Opening Remarks by Gregory Vijayendran at Book Launch of Selected Essays on Dispute Resolution

It is an incredible privilege for me to share some opening remarks in Michael Hwang SC’s book launch of Selected Essays on Dispute Resolution. Dispute Resolution is timely and thematically appropriate. Many of us know that there is an ongoing public consultation on civil justice reforms. Perhaps, rather presciently when the list of contents was drawn up for this latest offering, one of the chapters included is headlined “How May the Quantum of Legal Costs Claimed by a Winning Party be Controlled”.

It is a high honour to honour one of my illustrious predecessors. Michael Hwang SC went from lawyer to Judicial Commissioner to silk to international arbitrator to Law Society President to Deputy Chief Justice to Chief Justice. That is an exhilarating journey. However, this is neither the setting nor the time to eulogize Michael’s entire achievements. That would take more than 10 minutes.

This evening I present Michael Hwang SC as “Thinker, Teacher, Lawyer, Scribe”.
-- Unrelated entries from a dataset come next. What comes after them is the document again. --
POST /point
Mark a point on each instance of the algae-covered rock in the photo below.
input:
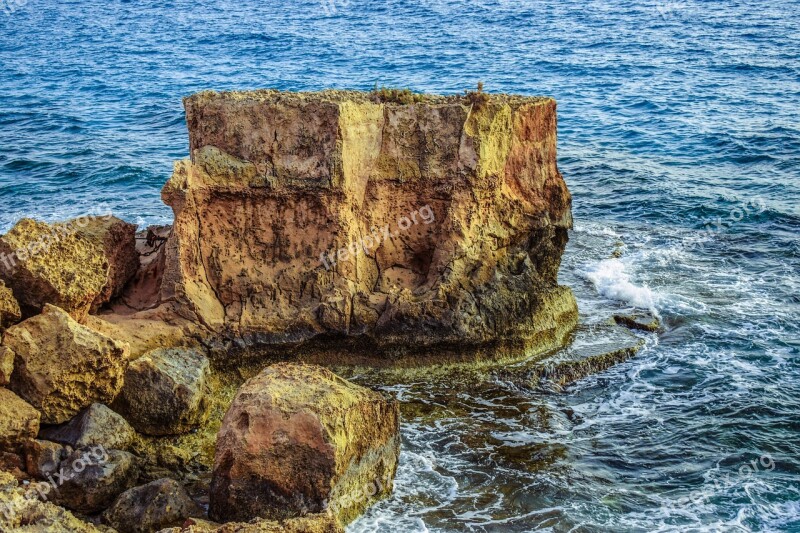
(6, 365)
(151, 507)
(166, 392)
(640, 321)
(9, 307)
(62, 366)
(42, 457)
(95, 425)
(94, 477)
(52, 264)
(369, 228)
(299, 439)
(19, 421)
(312, 523)
(22, 512)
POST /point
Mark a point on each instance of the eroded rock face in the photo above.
(74, 265)
(19, 421)
(428, 229)
(9, 308)
(62, 366)
(299, 439)
(94, 478)
(151, 507)
(96, 425)
(166, 391)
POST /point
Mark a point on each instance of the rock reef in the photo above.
(160, 380)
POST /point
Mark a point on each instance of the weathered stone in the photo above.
(315, 523)
(166, 392)
(96, 425)
(52, 264)
(117, 238)
(42, 457)
(22, 512)
(640, 321)
(151, 507)
(19, 421)
(300, 439)
(94, 478)
(280, 216)
(62, 366)
(6, 365)
(9, 307)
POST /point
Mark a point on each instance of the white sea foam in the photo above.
(612, 281)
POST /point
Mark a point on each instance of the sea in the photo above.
(679, 137)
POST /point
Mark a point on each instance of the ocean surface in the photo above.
(679, 137)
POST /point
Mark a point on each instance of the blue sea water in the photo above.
(679, 137)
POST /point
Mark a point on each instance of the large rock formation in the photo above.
(432, 229)
(298, 439)
(63, 366)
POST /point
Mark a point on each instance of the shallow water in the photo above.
(679, 136)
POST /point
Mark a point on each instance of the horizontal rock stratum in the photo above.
(434, 228)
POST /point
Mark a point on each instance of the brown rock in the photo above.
(298, 439)
(166, 392)
(42, 457)
(6, 365)
(148, 508)
(96, 425)
(62, 366)
(19, 421)
(21, 511)
(94, 477)
(9, 308)
(117, 238)
(280, 216)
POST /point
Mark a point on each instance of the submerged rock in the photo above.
(151, 507)
(93, 478)
(298, 439)
(370, 229)
(640, 321)
(96, 425)
(19, 421)
(10, 313)
(593, 350)
(62, 366)
(166, 392)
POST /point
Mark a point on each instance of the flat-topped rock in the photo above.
(386, 229)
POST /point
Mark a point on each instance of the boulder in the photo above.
(643, 321)
(6, 365)
(19, 421)
(166, 391)
(371, 228)
(151, 507)
(22, 512)
(93, 478)
(95, 425)
(52, 264)
(298, 439)
(43, 457)
(9, 308)
(62, 366)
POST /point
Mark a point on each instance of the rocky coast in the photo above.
(178, 378)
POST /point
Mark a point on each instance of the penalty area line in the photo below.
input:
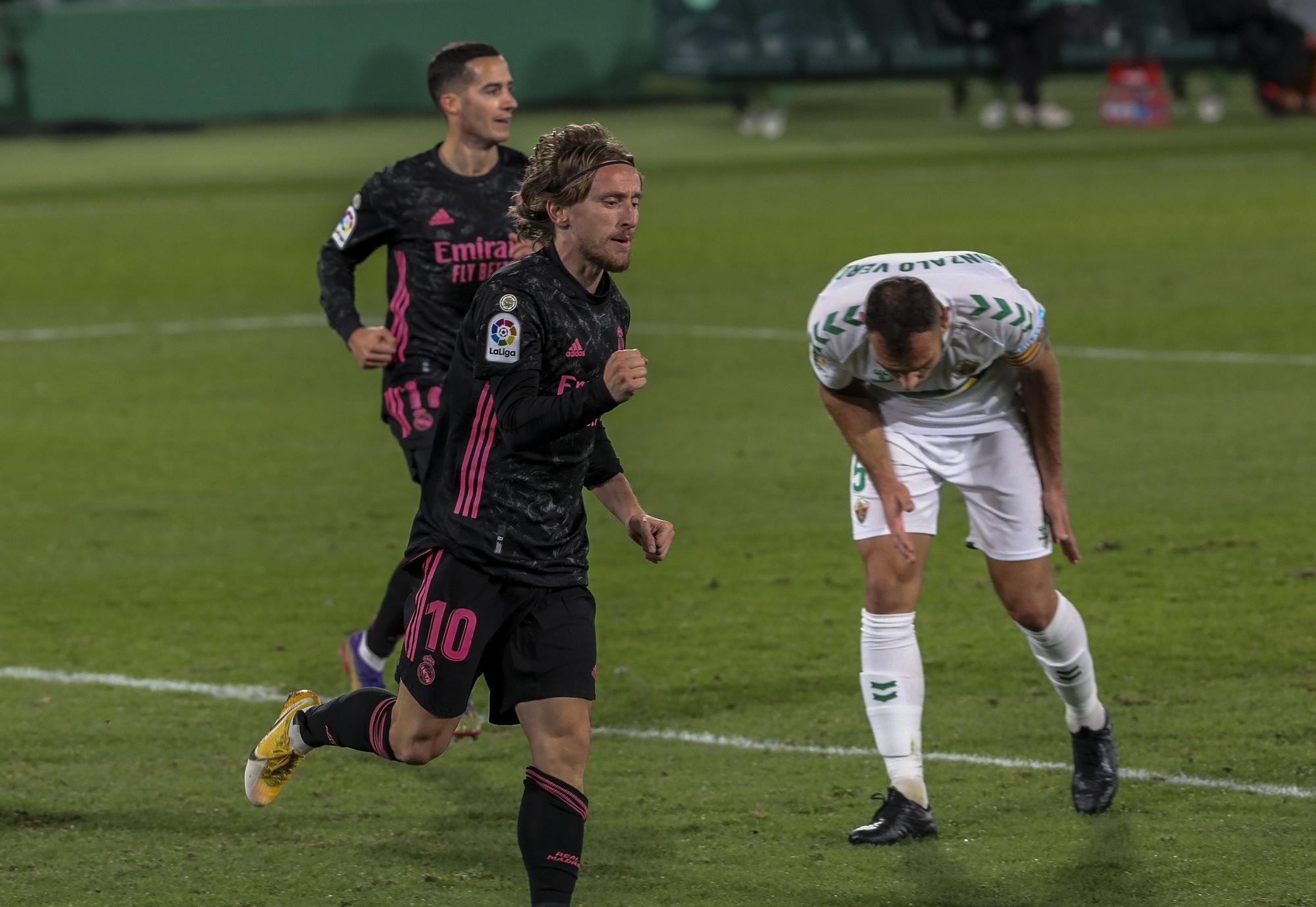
(696, 331)
(259, 693)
Not four different persons but four different portraits of the same person.

Thinker

As a thinker, we have benefited from many of Michael’s musings. On a previous occasion, we gleaned gems from his Musings on International Arbitration. Today we have reflections on resolving disputes.

In quickfire fashion, I want to surface three different instances of how we have benefited from Michael Hwang SC as thinker.

First, as thought leader on reforms made to the Women’s Charter. Yes, for those not in the know, Michael has dabbled in family law. According to him, in the earlier part of his career, his portfolio of family cases was as high as 10 per cent. It was therefore no surprise that he was appointed to a Committee established by the Minister of Social Affairs for a comprehensive review of the Women’s Charter. In 1975, recommendations in the report issued by that committee led to reforms in our principal family legislation.

Second, he was the pioneer thinker who initiated the first CLE seminar organised by the Law Society. The first Legal Workshop took place in 1977 at the Shangri-La Hotel. Subsequently, the Local Workshops were renamed Continuing Legal Education seminars. He chaired the relevant Committee for over a decade from 1981 to 1989 and from 1993 to 1995.

Third, he is a creative thinker. Can creativity and a conservative, precedent-based discipline like law go together? I witnessed that. Michael Hwang SC was a mediator of a defamation case I was conducting for a plaintiff for a High Court Suit once. That experience left an indelible impression. He suggested creative solutions for Counsel to consider. This included a statement of clarification to balance both parties’ interests. A creative option not otherwise available to litigants in a defamation suit. In some ways, his conduct of that mediation was a forerunner of the pilot project for conciliation rolled out by the State Courts presently. It was an unconventional problem-solving approach to mediation that leveraged off his expertise in defamation law.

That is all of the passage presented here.